Eugene O'Neill was born in New York City on October 16, 1888 to James and Ella O'Neill. James was a successful touring actor and O'Neill's mother, Ella, accompanied her husband touring around the country. Eugene was born in a hotel room and spent most of his childhood on the road with his family. Summers were spent in the family's only permanent home in New London, Connecticut. O'Neill was educated at boarding schools in his early years and then attended Princeton University for a year, from 1906 to 1907. After Eugene left school he began an education in, what he later called, "life experience." Over the next six years he shipped to sea, lived destitute on the waterfronts of New York, Buenos Aires and Liverpool, became alcoholic and attempted suicide. At age twenty-four, O'Neill finally began to recover from this state and held a job as a reporter for the New London Daily Telegraph. Eugene was forced to quit his reporting job when he became extremely ill with tuberculosis and was subsequently hospitalized in Gaylord Farm Sanitarium in Wallington, Connecticut for six months. While in the hospital, Eugene began to reevaluate his life in what he later termed his "rebirth." After his hospitalization, O'Neill studied the techniques of playwriting at Harvard University from 1914 to 1915 under the famous theater scholar George Pierce Baker.

In the summer of 1916, O'Neill made his first appearance as a playwright in a tiny playhouse on the wharf of Provincetown, MA. The playhouse was started as a new experimental theater by a group of young writers and painters. The playhouse produced Bound East for Cardiff, O'Neill's first play. This same group of writers formed the Playwrights' Theater in New York's Greenwich Village, eventually Provincetown Players, where O'Neill made his New York debut. For ten years O'Neill worked as a dramatist and playwright for this company. O'Neill's first full-length endeavor was produced on Broadway on February 2, 1920 at the Morosco Theater. Beyond the Horizon won the Pulitzer Prize for drama, the first of four awarded to O'Neill in his lifetime. O'Neill was later awarded Pulitzers for Anna Christie, Strange Interlude, and Long Day's Journey into Night. O'Neill was also the first American playwright to receive the Nobel Prize for literature.

Between 1920 and 1943, O'Neill completed twenty long plays and many shorter ones. All of O'Neill's plays are written from a personal point of view and reflect on the tragedy of the human condition. There is no doubt that O'Neill's early history contributed to his writing. Like O'Neill as a boy, many of his characters are caught in destructive situations and paths that they cannot escape. Before O'Neill, most American Drama was farce or melodrama. O'Neill embraced the theater as a venue to work out serious social issues and ideas. He transformed the American Theater into a serious and important cultural institution.

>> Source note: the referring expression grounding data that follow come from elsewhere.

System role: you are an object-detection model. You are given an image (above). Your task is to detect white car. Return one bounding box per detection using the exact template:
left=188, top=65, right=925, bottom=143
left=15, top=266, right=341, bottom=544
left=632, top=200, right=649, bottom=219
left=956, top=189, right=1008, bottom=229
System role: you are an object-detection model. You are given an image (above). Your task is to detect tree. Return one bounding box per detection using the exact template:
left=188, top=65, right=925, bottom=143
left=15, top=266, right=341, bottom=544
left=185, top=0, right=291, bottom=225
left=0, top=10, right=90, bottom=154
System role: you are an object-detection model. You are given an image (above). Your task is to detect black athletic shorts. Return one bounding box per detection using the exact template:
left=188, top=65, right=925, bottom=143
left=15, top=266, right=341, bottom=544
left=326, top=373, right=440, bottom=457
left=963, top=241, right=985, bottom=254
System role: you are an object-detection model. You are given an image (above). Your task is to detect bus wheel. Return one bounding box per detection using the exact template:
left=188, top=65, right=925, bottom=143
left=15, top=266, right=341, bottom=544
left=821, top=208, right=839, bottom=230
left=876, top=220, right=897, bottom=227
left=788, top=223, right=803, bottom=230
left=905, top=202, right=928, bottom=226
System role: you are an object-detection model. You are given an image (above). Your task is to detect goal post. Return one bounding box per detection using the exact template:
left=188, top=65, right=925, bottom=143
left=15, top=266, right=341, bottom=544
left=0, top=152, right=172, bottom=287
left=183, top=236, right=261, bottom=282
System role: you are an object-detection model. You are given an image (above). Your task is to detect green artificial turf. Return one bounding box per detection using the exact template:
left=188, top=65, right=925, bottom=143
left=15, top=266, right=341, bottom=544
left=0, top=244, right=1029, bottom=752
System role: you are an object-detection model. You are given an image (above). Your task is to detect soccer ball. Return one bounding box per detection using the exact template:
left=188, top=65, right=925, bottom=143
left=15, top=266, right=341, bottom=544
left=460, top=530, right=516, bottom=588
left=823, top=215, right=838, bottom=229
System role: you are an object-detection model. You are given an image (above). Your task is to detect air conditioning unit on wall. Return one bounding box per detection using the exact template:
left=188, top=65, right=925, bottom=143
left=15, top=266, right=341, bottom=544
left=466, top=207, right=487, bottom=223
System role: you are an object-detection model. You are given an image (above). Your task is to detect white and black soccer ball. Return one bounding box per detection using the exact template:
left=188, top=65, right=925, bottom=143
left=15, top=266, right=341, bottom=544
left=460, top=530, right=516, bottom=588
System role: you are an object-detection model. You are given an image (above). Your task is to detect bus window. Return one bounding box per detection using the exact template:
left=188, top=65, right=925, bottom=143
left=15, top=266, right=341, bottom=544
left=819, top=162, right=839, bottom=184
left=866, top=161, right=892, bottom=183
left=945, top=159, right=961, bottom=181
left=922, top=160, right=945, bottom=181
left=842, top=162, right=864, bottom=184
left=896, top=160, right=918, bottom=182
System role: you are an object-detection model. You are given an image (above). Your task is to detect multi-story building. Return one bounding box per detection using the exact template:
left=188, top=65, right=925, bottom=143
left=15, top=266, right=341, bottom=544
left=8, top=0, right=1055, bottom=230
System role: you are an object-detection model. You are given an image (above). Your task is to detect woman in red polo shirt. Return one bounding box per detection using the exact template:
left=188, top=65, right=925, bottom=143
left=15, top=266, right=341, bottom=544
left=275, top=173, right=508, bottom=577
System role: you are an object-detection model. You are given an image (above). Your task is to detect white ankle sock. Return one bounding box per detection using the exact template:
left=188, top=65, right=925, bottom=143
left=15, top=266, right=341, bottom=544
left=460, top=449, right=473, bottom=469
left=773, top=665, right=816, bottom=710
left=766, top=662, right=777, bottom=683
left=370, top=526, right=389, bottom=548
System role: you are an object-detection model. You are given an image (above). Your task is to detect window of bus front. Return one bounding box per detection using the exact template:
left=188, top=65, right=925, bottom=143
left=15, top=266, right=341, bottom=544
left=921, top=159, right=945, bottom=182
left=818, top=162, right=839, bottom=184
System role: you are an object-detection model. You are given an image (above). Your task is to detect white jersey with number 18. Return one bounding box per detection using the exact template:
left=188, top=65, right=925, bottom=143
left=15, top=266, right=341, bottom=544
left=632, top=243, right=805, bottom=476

O'Neill has been compared to virtually every literary figure in the Western world and is considered the first great American playwright. His plays deal specifically with the American tragedy, rooted in American history and social movements. O'Neill had broad vision and was sometimes criticized when this vision seemed to exceed his skill. Some critics even believed O'Neill aimed too consciously at greatness. His dramas are marked by expressionistic theatrical techniques and symbolic devices that function to express religious and philosophical ideas. O'Neill even used the Ancient Greek Chorus as a device to comment on the action of many of his plays. By bringing psychological depth, poetic symbolism and expressionistic technique to the American theatre, O'Neill raised the standards of American theatre.

The last twenty years of his life, O'Neill battled a crippling nervous disorder similar to Parkinson's disease. He died in 1953.